If you want your AI agent to work on a WordPress site with WP Multitool, there are two things to point it at: the WP-CLI command, and the skill file. Both already exist. Here's how to wire them up.
The CLI is the interface
WP Multitool registers one WP-CLI command with 14 subcommands. If your agent has shell access and WP-CLI, it can already drive all of it:
wp multitool quickstart # scan everything, ranked worst-first
wp multitool autoload # what's bloating your autoloaded options
wp multitool clean # revisions, transients, orphaned meta
wp multitool db-health # table sizes, overhead, engine checks
wp multitool debug-log # size, growth, top offenders
wp multitool doctor # host/config misconfiguration checks
wp multitool frontend # emoji scripts, embeds, jQuery migrate
wp multitool health # environment snapshot: PHP, memory, opcache, db size
wp multitool healthcheck # pass/fail on autoload size + object cache
wp multitool image # image sizes and regeneration
wp multitool license # license status
wp multitool modules # list/enable/disable modules
wp multitool slow-queries # captured slow queries + EXPLAIN
wp multitool status # every module, on or off
12 of the 14 take --format=json. The two that don't, clean and image, are actions rather than reports.

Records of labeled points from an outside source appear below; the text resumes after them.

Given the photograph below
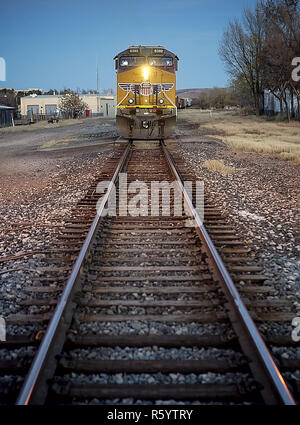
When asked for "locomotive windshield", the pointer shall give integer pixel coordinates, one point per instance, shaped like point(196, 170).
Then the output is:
point(159, 61)
point(131, 60)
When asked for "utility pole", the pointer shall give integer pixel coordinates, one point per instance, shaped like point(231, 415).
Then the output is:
point(97, 76)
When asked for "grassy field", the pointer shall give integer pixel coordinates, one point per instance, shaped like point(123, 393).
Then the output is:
point(249, 133)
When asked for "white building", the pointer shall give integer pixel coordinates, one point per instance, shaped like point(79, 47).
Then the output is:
point(48, 105)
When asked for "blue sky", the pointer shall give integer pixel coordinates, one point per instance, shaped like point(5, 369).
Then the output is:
point(55, 43)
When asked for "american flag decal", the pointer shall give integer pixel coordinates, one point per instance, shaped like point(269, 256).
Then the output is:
point(146, 89)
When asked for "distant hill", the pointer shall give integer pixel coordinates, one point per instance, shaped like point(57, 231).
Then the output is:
point(191, 93)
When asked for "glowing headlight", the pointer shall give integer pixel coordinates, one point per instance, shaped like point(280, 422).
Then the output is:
point(146, 73)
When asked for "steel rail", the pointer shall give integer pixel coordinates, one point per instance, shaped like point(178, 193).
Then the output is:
point(275, 390)
point(35, 387)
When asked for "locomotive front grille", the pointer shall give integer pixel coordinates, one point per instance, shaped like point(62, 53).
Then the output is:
point(146, 89)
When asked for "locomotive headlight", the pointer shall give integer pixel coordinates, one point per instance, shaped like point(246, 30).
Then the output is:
point(146, 73)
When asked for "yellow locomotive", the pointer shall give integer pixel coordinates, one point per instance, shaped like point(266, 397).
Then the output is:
point(146, 92)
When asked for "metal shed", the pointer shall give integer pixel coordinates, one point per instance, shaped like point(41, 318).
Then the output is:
point(6, 115)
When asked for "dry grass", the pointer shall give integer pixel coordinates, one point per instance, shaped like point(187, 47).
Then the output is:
point(251, 134)
point(219, 167)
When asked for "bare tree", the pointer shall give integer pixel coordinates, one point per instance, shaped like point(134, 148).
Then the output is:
point(240, 50)
point(71, 105)
point(282, 22)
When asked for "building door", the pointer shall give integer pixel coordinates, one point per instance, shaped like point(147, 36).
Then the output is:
point(32, 110)
point(50, 110)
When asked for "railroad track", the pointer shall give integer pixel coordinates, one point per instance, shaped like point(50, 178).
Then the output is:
point(149, 311)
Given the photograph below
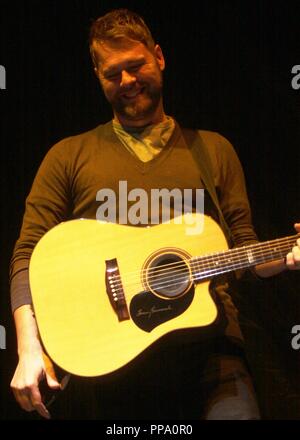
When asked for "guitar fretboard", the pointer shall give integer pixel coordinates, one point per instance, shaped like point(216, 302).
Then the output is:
point(208, 266)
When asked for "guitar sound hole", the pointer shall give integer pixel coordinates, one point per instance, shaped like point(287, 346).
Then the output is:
point(168, 275)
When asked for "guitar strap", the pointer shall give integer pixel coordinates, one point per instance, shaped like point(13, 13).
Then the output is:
point(200, 154)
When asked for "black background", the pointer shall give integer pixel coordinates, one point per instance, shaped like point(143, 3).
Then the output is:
point(228, 70)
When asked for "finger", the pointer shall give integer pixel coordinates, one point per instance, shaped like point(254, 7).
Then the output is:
point(22, 397)
point(296, 255)
point(36, 401)
point(297, 227)
point(50, 373)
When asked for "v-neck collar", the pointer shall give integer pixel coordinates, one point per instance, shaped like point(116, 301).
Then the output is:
point(143, 167)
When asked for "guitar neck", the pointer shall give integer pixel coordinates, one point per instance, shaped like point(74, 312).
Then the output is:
point(211, 265)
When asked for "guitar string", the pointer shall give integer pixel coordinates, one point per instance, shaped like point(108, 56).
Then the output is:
point(209, 271)
point(208, 258)
point(202, 275)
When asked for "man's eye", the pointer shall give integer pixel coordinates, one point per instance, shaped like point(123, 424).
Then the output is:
point(112, 76)
point(135, 68)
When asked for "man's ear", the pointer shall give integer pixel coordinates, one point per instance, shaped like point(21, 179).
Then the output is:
point(159, 57)
point(96, 72)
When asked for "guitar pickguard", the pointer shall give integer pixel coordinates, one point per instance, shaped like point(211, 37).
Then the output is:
point(149, 311)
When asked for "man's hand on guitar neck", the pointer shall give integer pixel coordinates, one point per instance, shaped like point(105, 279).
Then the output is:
point(290, 262)
point(33, 367)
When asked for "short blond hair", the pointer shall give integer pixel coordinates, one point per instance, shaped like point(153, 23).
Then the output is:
point(119, 23)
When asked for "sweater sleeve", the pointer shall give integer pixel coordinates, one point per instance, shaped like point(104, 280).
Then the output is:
point(231, 189)
point(47, 204)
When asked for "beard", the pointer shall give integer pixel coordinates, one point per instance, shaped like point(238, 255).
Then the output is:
point(143, 106)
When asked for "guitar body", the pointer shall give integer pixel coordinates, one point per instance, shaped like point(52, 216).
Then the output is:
point(79, 327)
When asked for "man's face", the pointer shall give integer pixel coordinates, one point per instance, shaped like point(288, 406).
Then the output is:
point(131, 78)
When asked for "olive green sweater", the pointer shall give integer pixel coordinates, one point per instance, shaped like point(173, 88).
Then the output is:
point(76, 168)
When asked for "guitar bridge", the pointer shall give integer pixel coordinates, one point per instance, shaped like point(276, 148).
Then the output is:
point(114, 289)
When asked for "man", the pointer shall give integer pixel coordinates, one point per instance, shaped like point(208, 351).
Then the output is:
point(145, 148)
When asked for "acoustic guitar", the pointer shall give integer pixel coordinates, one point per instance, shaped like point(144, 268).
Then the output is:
point(103, 292)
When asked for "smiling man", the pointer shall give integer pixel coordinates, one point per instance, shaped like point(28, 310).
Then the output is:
point(204, 378)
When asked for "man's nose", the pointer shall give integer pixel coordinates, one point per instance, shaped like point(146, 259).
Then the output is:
point(127, 78)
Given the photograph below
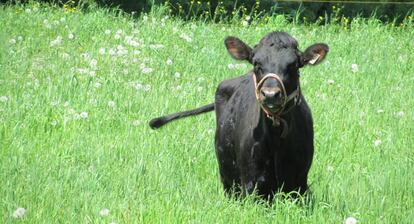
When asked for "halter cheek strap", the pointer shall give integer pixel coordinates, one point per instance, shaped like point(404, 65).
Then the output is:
point(275, 116)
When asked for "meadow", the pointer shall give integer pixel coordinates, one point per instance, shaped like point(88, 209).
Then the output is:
point(78, 88)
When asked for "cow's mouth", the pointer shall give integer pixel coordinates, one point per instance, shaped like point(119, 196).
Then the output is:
point(273, 106)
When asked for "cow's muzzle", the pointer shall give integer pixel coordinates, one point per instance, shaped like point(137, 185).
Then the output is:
point(273, 100)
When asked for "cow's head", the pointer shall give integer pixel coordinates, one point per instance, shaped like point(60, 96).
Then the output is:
point(276, 60)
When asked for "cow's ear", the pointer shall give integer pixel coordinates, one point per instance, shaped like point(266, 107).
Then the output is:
point(238, 49)
point(314, 54)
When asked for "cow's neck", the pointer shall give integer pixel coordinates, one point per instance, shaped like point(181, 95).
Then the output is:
point(282, 130)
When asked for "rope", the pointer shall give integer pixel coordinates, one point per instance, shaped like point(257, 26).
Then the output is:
point(346, 2)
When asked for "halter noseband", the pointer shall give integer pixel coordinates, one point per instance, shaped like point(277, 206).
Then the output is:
point(275, 116)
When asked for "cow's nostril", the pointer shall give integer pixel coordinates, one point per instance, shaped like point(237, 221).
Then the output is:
point(269, 93)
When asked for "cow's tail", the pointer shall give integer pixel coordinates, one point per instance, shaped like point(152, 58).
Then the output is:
point(160, 121)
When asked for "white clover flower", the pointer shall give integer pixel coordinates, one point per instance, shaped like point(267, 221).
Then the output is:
point(156, 46)
point(147, 70)
point(138, 86)
point(136, 52)
point(4, 99)
point(85, 55)
point(56, 41)
point(83, 115)
point(147, 88)
point(186, 37)
point(122, 52)
point(111, 104)
point(19, 213)
point(350, 220)
point(83, 71)
point(104, 212)
point(377, 142)
point(65, 55)
point(136, 123)
point(93, 63)
point(92, 73)
point(354, 68)
point(112, 52)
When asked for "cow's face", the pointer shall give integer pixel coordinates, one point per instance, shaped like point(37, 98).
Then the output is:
point(276, 54)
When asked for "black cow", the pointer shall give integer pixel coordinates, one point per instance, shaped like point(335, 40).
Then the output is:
point(264, 134)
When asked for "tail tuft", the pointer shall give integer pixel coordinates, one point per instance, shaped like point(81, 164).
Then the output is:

That flag is the thing that makes this work for an agent. Every finding comes back with a severity, a why in plain English, a data block with the raw values, and a fix. The agent reads severity and decides. It doesn't have to parse a table or interpret "OPcache: warning".
$ wp multitool doctor --format=json | jq '.checks.object_cache'
{
"severity": "info",
"why": "No persistent object cache drop-in (using DB-backed cache only)",
"data": { "recommended": "redis", "plugin": "Redis Object Cache" },
"fix": { "type": "guided", "detail": "..." }
}
The output is compact, so pipe it through jq when you want to read it yourself.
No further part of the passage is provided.